As with any friendship, it’s a two-way street. And so while God wants to be our friends, He also needs us to return our friendship. 

So, how can we love God as our friend?

Three things have helped me see and love God more as a friend:

The first is spending time with God in prayer. Like with any friend, a friendship with God requires time, effort, and care. We wouldn’t consider someone to be a good friend if he or she only visited us sporadically when in need of something. Those in my life whom I consider my best friends are those who visit or call me regularly just to spend time with me. Not because they feel they have to or need something from me.

Of course, we’re utterly dependent on God. And so He wants us to ask Him for things. But God also desires that we come to Him for no reason. And we can be with Him in a number of ways when we lift our hearts and minds to Him. We can do this during Mass, Eucharistic adoration, the Sacrament of Reconciliation, reading Scripture, going on a prayerful hike, sitting in silence, and so on.
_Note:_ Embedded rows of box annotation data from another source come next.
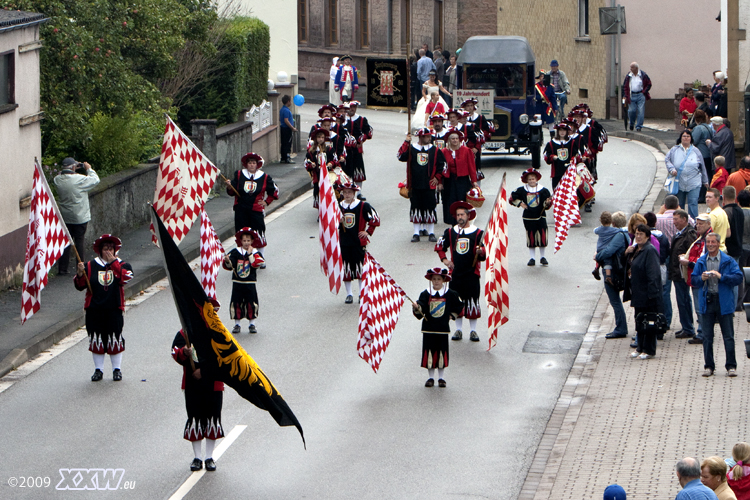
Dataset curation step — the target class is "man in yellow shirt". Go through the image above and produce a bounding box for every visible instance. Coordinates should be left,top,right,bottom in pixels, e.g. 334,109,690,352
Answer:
706,188,731,253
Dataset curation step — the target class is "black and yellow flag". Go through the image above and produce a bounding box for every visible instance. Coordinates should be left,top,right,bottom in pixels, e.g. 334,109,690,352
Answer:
151,208,305,443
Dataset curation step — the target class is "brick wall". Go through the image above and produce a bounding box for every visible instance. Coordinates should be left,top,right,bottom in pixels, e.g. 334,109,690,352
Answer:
298,0,464,89
456,0,500,47
500,0,608,118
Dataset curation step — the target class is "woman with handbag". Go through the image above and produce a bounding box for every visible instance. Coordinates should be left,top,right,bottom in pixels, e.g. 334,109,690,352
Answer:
664,130,708,219
594,212,630,339
623,224,667,359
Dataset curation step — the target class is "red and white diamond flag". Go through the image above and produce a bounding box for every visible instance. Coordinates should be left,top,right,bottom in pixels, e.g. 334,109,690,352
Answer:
21,163,72,324
357,252,406,373
552,164,581,253
201,210,224,304
483,174,510,351
151,117,218,245
318,162,344,294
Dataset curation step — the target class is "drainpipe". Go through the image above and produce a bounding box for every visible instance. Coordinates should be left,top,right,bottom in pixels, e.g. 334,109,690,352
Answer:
385,0,393,54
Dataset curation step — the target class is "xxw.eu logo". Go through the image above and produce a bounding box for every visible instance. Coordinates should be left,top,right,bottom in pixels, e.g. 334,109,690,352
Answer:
55,469,125,490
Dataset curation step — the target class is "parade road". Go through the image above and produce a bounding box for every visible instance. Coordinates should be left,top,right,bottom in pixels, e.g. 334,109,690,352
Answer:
0,106,656,499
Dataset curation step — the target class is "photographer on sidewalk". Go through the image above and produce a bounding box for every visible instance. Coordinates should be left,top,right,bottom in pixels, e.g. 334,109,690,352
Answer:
53,157,99,275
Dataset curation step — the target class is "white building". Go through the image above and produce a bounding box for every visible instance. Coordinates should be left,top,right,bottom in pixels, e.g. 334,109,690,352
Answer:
0,10,46,290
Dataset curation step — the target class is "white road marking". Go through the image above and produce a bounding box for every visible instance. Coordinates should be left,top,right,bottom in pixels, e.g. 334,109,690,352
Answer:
169,425,247,500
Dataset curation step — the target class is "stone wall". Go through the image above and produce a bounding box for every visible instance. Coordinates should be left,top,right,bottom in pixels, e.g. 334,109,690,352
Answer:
500,0,612,118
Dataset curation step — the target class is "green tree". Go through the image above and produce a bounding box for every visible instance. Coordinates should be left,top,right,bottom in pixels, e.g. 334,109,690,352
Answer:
3,0,217,166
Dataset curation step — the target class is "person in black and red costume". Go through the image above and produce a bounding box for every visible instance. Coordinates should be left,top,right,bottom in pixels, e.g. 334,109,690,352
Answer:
334,181,380,304
412,267,464,388
461,97,495,177
435,201,487,342
73,234,133,382
544,120,578,191
172,330,224,471
342,101,373,200
226,153,279,269
305,128,339,209
222,227,263,333
398,127,445,243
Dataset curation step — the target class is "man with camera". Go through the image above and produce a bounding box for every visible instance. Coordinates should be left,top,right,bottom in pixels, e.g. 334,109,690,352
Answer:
691,233,744,377
53,157,99,275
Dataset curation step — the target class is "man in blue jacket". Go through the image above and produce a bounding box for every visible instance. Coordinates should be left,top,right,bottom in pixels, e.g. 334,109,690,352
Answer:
691,233,743,377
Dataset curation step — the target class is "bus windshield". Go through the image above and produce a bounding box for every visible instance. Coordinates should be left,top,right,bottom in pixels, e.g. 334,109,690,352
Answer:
464,64,526,98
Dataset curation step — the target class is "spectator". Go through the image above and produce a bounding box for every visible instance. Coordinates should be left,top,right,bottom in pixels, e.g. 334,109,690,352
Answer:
623,224,664,360
417,49,437,88
667,210,698,339
604,484,628,500
727,156,750,196
595,212,629,339
328,57,341,106
737,189,750,305
680,89,698,128
644,212,672,340
680,214,711,345
656,194,689,241
701,457,737,500
691,233,744,377
724,186,745,264
706,116,735,172
711,156,729,192
664,130,708,218
622,62,651,132
549,59,570,116
432,47,445,82
52,157,99,275
688,92,711,129
711,71,727,118
443,56,458,108
727,443,750,500
279,95,297,163
706,188,729,252
691,109,714,203
675,457,717,500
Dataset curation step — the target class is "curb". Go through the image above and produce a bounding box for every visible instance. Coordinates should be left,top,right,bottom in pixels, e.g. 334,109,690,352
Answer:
0,180,312,377
518,131,669,500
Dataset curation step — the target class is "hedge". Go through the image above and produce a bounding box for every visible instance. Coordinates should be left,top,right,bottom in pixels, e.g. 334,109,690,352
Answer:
178,17,271,130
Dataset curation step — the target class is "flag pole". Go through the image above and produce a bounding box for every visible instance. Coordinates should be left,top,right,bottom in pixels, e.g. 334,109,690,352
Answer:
34,156,94,294
219,172,240,198
148,203,195,371
471,172,507,268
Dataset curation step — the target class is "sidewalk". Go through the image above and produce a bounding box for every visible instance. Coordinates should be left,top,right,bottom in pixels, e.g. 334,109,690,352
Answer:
0,162,312,377
518,120,750,500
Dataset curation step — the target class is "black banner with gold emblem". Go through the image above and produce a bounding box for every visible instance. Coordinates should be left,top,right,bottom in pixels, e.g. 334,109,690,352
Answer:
365,57,409,110
151,207,305,443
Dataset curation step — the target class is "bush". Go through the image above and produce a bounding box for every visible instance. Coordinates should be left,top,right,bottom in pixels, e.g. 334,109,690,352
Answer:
86,111,165,176
178,17,271,130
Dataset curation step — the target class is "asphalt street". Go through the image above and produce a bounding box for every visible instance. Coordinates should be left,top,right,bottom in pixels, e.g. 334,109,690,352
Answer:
0,106,656,499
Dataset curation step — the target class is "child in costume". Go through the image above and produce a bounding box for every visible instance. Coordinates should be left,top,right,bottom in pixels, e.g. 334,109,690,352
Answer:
223,227,264,333
172,330,224,472
412,267,464,387
510,168,552,266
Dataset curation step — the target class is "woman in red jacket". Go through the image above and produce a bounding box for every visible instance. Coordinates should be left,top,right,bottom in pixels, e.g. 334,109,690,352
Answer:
438,130,479,225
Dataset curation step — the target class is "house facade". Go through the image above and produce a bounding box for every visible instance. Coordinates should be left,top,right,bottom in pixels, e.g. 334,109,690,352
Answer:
0,10,45,290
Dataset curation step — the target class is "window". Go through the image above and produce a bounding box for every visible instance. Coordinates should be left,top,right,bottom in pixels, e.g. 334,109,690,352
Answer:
297,0,307,42
0,51,16,109
328,0,339,45
432,0,443,47
359,0,370,47
578,0,589,37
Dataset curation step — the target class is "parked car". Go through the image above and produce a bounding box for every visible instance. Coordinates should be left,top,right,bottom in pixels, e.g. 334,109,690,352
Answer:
456,36,544,169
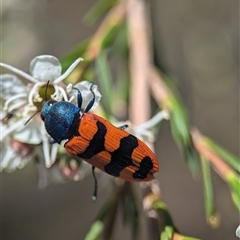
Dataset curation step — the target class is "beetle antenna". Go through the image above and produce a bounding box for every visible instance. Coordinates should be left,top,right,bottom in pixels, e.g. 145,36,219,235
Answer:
92,166,97,202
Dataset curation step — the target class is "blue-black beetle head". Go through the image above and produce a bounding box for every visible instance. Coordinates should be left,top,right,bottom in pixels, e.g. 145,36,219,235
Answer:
41,100,80,143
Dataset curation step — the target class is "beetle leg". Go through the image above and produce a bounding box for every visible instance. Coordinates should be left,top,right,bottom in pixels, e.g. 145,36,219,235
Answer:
92,166,97,201
73,87,82,109
84,83,95,113
118,124,128,130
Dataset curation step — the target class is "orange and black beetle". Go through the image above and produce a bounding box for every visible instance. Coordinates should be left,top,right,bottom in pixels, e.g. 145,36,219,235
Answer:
41,84,158,198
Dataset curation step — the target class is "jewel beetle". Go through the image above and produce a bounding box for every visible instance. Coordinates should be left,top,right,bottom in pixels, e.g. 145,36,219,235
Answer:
41,84,159,200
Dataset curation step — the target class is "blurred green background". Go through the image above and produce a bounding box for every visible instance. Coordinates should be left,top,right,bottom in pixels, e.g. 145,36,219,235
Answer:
1,0,240,240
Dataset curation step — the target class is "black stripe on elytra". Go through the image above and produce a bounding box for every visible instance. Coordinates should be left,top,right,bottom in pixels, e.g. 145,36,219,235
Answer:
104,135,138,177
133,157,153,179
78,121,107,159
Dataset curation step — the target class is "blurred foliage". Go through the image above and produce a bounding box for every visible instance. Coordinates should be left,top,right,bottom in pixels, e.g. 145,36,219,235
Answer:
58,0,240,240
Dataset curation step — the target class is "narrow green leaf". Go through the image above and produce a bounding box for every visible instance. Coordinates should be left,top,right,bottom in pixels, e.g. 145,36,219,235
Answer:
84,221,104,240
83,0,118,25
119,182,140,239
96,51,113,118
204,137,240,172
201,156,220,229
152,200,178,231
170,98,199,175
227,173,240,211
61,38,90,72
201,157,214,220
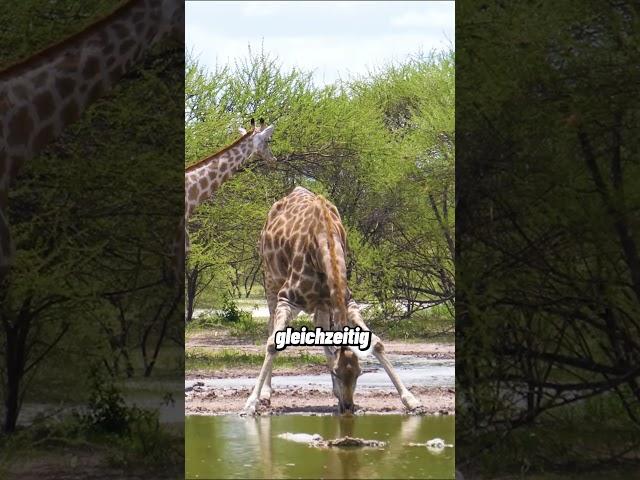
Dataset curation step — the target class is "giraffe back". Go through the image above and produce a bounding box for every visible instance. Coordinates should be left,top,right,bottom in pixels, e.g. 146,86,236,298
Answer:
260,187,350,324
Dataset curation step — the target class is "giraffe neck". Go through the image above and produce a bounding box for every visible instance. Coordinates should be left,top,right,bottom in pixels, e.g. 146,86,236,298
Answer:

The second way we can grow closer to God as a friend is to join a faith community where we can both give and receive love. When we love others because we love God, we are demonstrating our friendship with Him. It could be calling someone who might be lonely (certainly not uncommon during our current pandemic), offering to help at a food kitchen, leading a Bible study, and so on. Plus, when we allow others to love us, we enable God to pour out His love onto us through them. The more this happens the deeper our friendship with God becomes. 

Finally, we can foster our friendship with God by trusting Him with our lives. The more we step out in trust that God is with us and working in our lives — even while suffering — the more we experience how much He deeply cares about our struggles, and we affirm that God is indeed our friend. We can trust He will always be with us through our doubts, difficulties, and challenges in this life.